Ni Damia ni Norris veían la advertencia como algo poco serio. Pero mientras que Damia se inclinaba por opinar que Ian Baird debía de estar detrás de ella, Norris consideraba que los huelguistas eran la fuente más probable. Argumentaba que después del fracaso de la huelga y de la reunión en público para generar el respaldo del colegio, los arrendatarios tenían una alternativa simple: renunciar o redoblar la apuesta.

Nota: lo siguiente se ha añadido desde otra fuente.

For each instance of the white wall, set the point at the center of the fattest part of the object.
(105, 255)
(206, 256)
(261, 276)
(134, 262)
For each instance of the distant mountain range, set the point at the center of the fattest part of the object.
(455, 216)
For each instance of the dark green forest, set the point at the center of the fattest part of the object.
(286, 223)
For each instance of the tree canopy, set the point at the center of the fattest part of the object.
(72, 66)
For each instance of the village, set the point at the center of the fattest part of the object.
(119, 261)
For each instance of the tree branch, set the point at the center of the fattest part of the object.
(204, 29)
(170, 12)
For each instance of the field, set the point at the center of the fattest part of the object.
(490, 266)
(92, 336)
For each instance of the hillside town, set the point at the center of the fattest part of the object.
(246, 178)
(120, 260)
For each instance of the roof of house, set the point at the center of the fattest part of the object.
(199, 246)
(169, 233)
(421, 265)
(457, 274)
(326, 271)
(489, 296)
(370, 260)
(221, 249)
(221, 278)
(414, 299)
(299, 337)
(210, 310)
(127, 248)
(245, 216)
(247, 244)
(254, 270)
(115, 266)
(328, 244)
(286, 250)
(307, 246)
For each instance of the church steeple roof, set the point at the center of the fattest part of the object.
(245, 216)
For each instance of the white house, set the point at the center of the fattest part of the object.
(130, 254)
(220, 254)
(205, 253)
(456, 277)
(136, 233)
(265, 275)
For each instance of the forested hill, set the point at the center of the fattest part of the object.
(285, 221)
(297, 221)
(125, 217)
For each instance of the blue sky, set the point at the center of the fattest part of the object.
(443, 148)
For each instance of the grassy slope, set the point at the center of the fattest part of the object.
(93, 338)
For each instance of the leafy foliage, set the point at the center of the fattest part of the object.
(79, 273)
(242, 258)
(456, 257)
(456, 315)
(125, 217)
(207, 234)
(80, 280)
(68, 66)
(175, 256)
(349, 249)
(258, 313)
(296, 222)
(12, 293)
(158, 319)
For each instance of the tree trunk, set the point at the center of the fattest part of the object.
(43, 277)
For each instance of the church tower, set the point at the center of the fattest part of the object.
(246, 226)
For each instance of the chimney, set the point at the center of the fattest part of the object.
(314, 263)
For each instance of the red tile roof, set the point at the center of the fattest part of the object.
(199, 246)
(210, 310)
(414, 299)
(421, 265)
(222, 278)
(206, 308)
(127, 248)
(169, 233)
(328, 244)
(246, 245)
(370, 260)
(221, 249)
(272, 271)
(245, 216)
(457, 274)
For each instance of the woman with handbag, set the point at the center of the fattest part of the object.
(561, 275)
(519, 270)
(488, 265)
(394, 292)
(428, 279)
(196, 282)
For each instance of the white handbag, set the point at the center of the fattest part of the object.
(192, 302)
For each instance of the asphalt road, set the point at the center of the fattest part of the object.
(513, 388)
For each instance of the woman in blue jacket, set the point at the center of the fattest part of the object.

—Queda tu teoría de la connivencia —le recordó él—. Hadstowe, Northrop y Baird como una trinidad nefasta, trabajando juntos para favorecer el plan del supercolegio guiados por diferentes razones.

Pero Damia estaba menos preocupada por saber de dónde procedía el aviso que por la respuesta del colegio. Como la policía había descartado el mensaje de correo como la obra de un maniático y que por lo tanto no presentaba ninguna amenaza, había ofrecido nada más que desviar los coches de la patrulla para que pasaran por delante del colegio alrededor de cada hora durante la noche, pero Damia temía que fuera una medida peligrosamente inadecuada.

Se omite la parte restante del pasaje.